De très nombreuses études scientifiques et “des décennies de preuves” ont démontré les impacts de cette exposition au plastique, qui peuvent “contribuer aux maladies et aux handicaps” en particulier lorsque l’exposition survient à un âge précoce (L. Trasande, A. Buha Đorđević & M.O. Fernandez, The Lancet Child & Adolescent Health, 2025, [3] ). Présents dans de nombreux produits comme les contenants alimentaires, les bouteilles d’eau ou les biberons, les phtalates, bisphénols et PFAS sont libérés lorsque le plastique et chauffé, utilisé ou traité chimiquement, et qu’il se décompose en microplastiques et nanoplastiques.

Pour cela, réduire les produits en plastiques à usage unique dans les établissements scolaires et les crèches, notamment au niveau de l’alimentation (cantines, repas) est un enjeu clé et fait déjà l’objet de nombreuses réglementations – malheureusement pas toujours appliquées.

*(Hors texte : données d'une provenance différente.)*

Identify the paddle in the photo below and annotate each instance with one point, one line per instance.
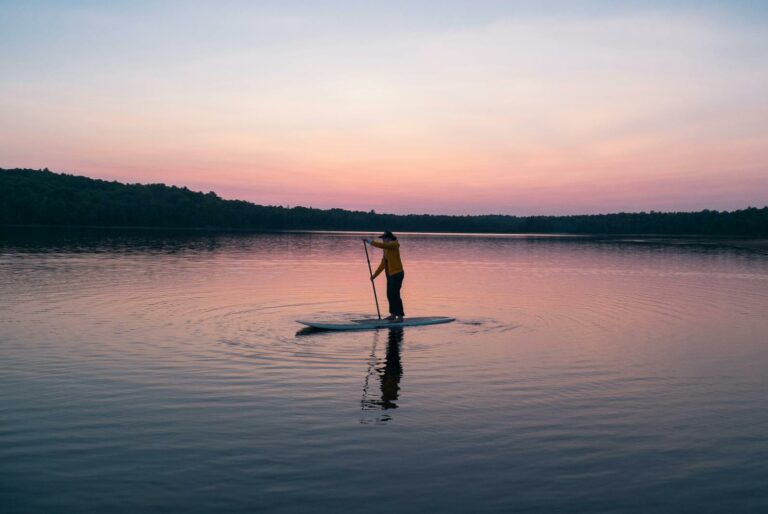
(370, 272)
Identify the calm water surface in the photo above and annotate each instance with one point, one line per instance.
(161, 372)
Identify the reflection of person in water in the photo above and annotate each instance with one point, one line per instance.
(392, 371)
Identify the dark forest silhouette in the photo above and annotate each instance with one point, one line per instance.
(41, 197)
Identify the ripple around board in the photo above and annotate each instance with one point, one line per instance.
(168, 368)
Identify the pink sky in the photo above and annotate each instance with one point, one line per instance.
(514, 112)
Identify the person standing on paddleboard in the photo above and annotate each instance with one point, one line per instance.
(392, 267)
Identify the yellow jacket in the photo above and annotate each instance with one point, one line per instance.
(390, 263)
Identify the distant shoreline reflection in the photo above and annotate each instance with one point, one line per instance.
(389, 372)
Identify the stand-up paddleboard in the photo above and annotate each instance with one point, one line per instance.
(372, 323)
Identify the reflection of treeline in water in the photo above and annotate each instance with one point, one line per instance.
(44, 198)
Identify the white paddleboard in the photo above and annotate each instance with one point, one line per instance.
(372, 323)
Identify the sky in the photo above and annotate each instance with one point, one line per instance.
(451, 107)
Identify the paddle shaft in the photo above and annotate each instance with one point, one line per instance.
(370, 272)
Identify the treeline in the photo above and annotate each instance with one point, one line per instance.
(41, 197)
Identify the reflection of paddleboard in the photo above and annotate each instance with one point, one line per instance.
(367, 324)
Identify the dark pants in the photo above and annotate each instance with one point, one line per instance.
(394, 283)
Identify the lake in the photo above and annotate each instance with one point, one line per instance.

En outre, la prolifération de produits à usage unique représente un gaspillage considérable de ressources. De sa naissance à ses 3 ans, un⸱e enfant utilise en moyenne 1 tonne de couches à usage unique. Les textiles sanitaires à usage unique représentent 2,4 millions de tonnes de déchets chaque année [4]. Quant au gaspillage alimentaire, il est estimé à 120 grammes par convive et par repas, et au total, 1,1 milliard de repas sont servis chaque année en restauration scolaire (tous niveaux confondus) [5].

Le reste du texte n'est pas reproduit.